Harriel is one of three freshman on the Titans' section championship squad, but she's surrounded by other players Chambers describes as "old souls." With a young core, the Lady Titans are confident they will be able to make even more history for the program.

"It's definitely great to look forward to because a lot of teams have, like, six or seven seniors. We only have two," sophomore guard Jordan Goodwin said. "Backed up by a really good coach, Sean Chambers. Hes definitely been a big part of who we are as a team. Always pushing us, always wanting the best out of every single player. I don't think we'd be where we are without him. We definitely wouldn't."

Chambers describes Goodwin as his work horse. The vocal leader on the floor, Goodwin helped the Titans maintain their composure en route to a 66-58 overtime win over Bear Creek to claim the Division II section championship at Spanos Center in Stockton. But the goal is to make it to Golden 1 Center, the site of this year's CIF State Championships. Goodwin has never played on that big of a stage, but her motivation to get there is bigger than her.

"It'd be super great to go there and just play for this school," Goodwin said. "Everybody at our school has such pride and such confidence in our team. I really just want to go there and compete for coach Sean and for this school and all the administrators and everyone who supported us along this whole journey."

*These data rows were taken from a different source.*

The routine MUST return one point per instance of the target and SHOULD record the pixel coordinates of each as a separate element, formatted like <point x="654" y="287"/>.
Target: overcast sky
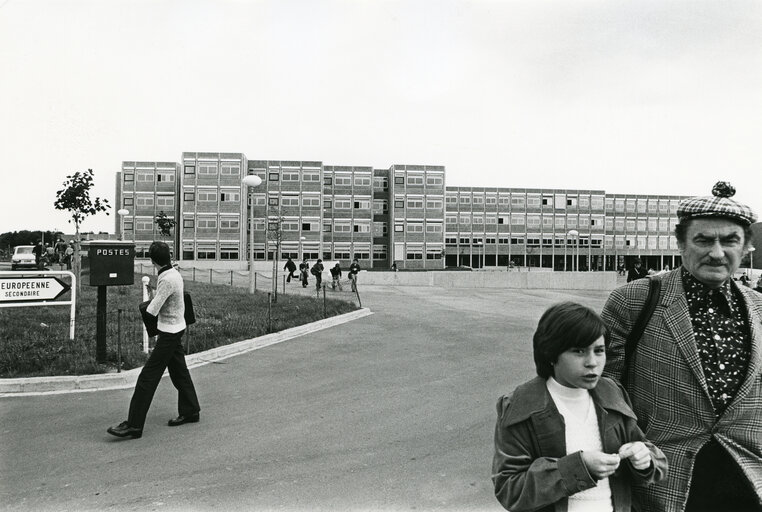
<point x="626" y="96"/>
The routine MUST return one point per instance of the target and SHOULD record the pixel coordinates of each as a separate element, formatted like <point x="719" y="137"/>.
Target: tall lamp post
<point x="122" y="212"/>
<point x="575" y="261"/>
<point x="251" y="181"/>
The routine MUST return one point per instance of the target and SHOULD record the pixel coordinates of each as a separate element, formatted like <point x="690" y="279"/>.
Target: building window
<point x="207" y="223"/>
<point x="230" y="169"/>
<point x="165" y="201"/>
<point x="144" y="201"/>
<point x="229" y="224"/>
<point x="207" y="196"/>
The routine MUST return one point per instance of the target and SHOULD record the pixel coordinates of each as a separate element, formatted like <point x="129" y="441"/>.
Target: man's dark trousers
<point x="168" y="353"/>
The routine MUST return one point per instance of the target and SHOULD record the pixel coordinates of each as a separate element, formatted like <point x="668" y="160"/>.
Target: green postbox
<point x="106" y="263"/>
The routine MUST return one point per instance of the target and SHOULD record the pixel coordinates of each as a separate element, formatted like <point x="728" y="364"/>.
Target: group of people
<point x="60" y="252"/>
<point x="662" y="418"/>
<point x="317" y="271"/>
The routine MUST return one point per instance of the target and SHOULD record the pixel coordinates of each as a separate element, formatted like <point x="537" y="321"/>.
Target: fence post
<point x="269" y="309"/>
<point x="358" y="294"/>
<point x="118" y="341"/>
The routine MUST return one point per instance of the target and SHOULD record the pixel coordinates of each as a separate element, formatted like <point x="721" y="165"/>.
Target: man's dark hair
<point x="681" y="228"/>
<point x="160" y="254"/>
<point x="563" y="326"/>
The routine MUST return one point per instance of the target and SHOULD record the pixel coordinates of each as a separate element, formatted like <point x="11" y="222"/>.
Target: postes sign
<point x="31" y="289"/>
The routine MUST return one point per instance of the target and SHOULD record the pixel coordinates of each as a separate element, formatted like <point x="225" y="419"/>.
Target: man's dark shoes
<point x="124" y="430"/>
<point x="181" y="420"/>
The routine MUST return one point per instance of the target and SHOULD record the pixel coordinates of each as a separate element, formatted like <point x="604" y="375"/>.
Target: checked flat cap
<point x="719" y="204"/>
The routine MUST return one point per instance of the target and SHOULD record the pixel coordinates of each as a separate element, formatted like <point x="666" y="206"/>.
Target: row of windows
<point x="207" y="169"/>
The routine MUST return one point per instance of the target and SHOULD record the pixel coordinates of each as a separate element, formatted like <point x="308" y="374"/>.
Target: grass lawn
<point x="34" y="341"/>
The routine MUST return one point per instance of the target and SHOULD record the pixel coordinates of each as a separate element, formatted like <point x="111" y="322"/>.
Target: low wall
<point x="523" y="280"/>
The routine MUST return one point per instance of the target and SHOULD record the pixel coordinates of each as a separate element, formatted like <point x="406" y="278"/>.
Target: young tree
<point x="75" y="199"/>
<point x="165" y="224"/>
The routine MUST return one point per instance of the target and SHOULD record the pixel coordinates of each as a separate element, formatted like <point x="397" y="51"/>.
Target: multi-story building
<point x="403" y="215"/>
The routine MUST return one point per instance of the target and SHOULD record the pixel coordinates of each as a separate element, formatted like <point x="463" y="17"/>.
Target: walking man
<point x="695" y="375"/>
<point x="169" y="306"/>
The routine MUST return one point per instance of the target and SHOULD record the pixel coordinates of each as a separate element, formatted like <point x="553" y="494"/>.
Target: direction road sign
<point x="31" y="289"/>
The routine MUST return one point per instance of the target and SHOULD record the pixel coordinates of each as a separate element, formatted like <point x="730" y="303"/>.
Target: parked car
<point x="23" y="257"/>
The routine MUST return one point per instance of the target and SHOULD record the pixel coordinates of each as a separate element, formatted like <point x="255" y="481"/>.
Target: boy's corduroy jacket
<point x="530" y="468"/>
<point x="669" y="393"/>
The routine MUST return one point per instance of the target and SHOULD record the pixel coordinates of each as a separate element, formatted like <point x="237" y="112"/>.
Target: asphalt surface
<point x="394" y="411"/>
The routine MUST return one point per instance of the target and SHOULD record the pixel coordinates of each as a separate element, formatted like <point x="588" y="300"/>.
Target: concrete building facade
<point x="404" y="215"/>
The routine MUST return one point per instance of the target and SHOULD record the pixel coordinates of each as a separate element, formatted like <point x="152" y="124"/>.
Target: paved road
<point x="391" y="412"/>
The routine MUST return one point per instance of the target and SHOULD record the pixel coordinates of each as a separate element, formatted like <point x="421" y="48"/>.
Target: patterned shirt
<point x="722" y="337"/>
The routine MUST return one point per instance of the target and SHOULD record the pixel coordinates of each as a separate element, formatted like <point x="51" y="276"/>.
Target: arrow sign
<point x="26" y="289"/>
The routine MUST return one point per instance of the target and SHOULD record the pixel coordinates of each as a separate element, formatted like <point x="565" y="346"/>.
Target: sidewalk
<point x="81" y="383"/>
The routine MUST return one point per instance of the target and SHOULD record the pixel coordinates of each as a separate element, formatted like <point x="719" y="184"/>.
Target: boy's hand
<point x="600" y="465"/>
<point x="639" y="456"/>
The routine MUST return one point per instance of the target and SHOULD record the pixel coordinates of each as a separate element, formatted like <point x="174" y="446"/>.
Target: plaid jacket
<point x="669" y="392"/>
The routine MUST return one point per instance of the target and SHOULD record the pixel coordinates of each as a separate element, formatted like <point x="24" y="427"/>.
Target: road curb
<point x="29" y="386"/>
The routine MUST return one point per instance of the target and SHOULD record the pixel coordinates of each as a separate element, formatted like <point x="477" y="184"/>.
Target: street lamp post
<point x="122" y="212"/>
<point x="251" y="181"/>
<point x="575" y="261"/>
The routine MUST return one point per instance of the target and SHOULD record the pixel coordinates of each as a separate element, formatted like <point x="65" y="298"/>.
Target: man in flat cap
<point x="695" y="376"/>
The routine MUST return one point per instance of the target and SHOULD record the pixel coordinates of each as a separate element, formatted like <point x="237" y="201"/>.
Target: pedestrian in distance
<point x="695" y="375"/>
<point x="568" y="439"/>
<point x="637" y="271"/>
<point x="169" y="306"/>
<point x="336" y="276"/>
<point x="317" y="271"/>
<point x="354" y="269"/>
<point x="291" y="267"/>
<point x="304" y="269"/>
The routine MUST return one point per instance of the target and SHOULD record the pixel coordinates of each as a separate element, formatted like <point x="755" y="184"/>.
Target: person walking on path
<point x="304" y="268"/>
<point x="169" y="305"/>
<point x="336" y="276"/>
<point x="317" y="271"/>
<point x="695" y="376"/>
<point x="354" y="269"/>
<point x="568" y="439"/>
<point x="291" y="267"/>
<point x="637" y="271"/>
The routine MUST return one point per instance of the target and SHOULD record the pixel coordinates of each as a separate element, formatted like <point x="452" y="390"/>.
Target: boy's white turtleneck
<point x="582" y="433"/>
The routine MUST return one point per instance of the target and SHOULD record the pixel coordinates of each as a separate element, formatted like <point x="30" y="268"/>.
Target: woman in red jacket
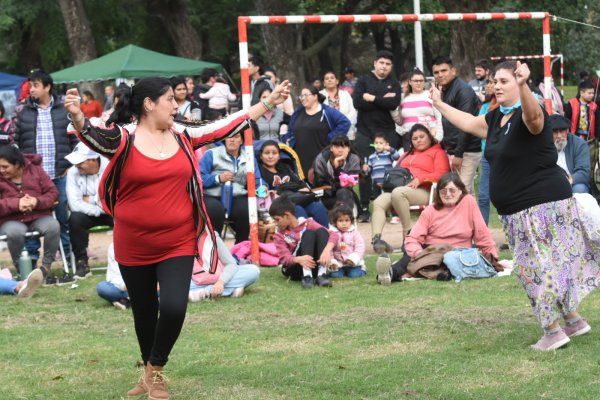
<point x="152" y="188"/>
<point x="427" y="162"/>
<point x="27" y="196"/>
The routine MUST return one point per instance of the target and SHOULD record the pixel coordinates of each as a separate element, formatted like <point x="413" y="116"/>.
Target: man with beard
<point x="573" y="154"/>
<point x="482" y="71"/>
<point x="39" y="126"/>
<point x="464" y="150"/>
<point x="375" y="95"/>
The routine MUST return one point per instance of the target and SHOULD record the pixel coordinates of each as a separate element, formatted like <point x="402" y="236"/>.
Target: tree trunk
<point x="174" y="15"/>
<point x="283" y="44"/>
<point x="81" y="40"/>
<point x="469" y="39"/>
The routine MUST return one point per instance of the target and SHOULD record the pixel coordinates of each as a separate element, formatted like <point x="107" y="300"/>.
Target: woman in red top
<point x="90" y="106"/>
<point x="427" y="162"/>
<point x="152" y="189"/>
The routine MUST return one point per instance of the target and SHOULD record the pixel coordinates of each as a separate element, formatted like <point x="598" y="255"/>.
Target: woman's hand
<point x="435" y="94"/>
<point x="218" y="288"/>
<point x="325" y="257"/>
<point x="226" y="176"/>
<point x="522" y="73"/>
<point x="280" y="93"/>
<point x="414" y="183"/>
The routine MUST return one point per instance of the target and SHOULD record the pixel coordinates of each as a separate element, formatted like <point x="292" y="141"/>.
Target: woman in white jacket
<point x="340" y="100"/>
<point x="218" y="96"/>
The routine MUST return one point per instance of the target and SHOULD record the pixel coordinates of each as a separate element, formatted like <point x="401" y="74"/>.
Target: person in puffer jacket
<point x="27" y="197"/>
<point x="349" y="251"/>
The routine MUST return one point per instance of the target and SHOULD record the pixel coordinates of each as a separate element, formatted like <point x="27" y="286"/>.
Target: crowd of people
<point x="369" y="149"/>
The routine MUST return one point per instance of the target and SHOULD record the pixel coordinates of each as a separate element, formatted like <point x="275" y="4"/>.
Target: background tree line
<point x="55" y="34"/>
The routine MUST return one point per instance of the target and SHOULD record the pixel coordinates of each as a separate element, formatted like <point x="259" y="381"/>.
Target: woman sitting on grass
<point x="230" y="280"/>
<point x="280" y="177"/>
<point x="335" y="160"/>
<point x="453" y="218"/>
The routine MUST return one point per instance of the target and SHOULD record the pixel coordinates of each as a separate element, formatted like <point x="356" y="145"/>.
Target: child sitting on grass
<point x="349" y="251"/>
<point x="230" y="279"/>
<point x="304" y="246"/>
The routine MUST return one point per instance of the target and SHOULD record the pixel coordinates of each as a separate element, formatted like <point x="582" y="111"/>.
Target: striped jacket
<point x="114" y="142"/>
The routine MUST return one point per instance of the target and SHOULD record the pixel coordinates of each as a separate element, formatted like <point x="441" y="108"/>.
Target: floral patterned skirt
<point x="555" y="257"/>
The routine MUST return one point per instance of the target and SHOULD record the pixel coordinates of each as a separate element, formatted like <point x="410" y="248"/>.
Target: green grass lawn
<point x="357" y="340"/>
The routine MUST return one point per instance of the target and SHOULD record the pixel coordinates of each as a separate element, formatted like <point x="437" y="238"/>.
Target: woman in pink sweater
<point x="453" y="218"/>
<point x="427" y="162"/>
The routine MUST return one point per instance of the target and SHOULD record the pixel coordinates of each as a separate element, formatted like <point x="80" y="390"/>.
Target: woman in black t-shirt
<point x="554" y="259"/>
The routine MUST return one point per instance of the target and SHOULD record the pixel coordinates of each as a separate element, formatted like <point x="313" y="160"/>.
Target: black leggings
<point x="157" y="336"/>
<point x="312" y="244"/>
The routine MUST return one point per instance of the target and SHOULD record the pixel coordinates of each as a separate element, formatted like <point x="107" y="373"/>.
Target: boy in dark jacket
<point x="304" y="246"/>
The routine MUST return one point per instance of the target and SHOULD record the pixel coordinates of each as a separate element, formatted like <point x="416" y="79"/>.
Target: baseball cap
<point x="559" y="122"/>
<point x="80" y="154"/>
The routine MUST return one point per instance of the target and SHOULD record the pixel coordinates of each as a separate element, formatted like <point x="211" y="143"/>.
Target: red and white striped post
<point x="243" y="21"/>
<point x="554" y="58"/>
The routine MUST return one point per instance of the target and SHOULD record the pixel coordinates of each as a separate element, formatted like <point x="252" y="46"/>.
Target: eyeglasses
<point x="448" y="191"/>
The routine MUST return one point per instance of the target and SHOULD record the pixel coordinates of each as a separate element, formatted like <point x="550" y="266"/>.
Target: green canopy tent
<point x="132" y="62"/>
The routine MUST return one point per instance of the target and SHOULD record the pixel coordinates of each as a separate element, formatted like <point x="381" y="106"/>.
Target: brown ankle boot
<point x="156" y="382"/>
<point x="139" y="389"/>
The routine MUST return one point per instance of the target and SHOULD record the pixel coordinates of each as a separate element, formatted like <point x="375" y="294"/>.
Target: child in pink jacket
<point x="349" y="251"/>
<point x="304" y="246"/>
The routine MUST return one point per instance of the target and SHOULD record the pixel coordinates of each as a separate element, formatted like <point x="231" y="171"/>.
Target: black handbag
<point x="396" y="177"/>
<point x="301" y="199"/>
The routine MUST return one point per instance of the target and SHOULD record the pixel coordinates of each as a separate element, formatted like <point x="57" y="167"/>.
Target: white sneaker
<point x="198" y="295"/>
<point x="32" y="283"/>
<point x="383" y="267"/>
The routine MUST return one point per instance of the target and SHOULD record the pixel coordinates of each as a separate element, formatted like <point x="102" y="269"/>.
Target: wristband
<point x="266" y="104"/>
<point x="70" y="117"/>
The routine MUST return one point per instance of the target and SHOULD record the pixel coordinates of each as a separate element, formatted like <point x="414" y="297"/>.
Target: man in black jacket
<point x="258" y="80"/>
<point x="463" y="149"/>
<point x="375" y="95"/>
<point x="40" y="127"/>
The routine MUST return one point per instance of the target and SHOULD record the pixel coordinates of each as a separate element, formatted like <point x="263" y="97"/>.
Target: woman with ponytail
<point x="152" y="189"/>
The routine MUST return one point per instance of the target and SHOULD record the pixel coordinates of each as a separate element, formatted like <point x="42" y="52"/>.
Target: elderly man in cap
<point x="83" y="179"/>
<point x="573" y="154"/>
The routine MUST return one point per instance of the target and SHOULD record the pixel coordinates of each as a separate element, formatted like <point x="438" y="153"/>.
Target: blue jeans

The furthest the Antelope girls basketball team has gone in the CIF State Playoffs is the second round in 2015. The Titans lost to the eventual D-II champions, Archbishop Mitty. After beating St. Ignatius of San Francisco at home on Wednesday, the fifth-seeded Titans now hit the road to fourth-seeded Miramonte out of Orinda.

"I think the biggest piece of what this group is at, we play for not ourselves but for one another," Chambers said. "But especially for Antelope High School. For everything that it means here because this is a special place. All sports, all programs support one another as if they're part of that team."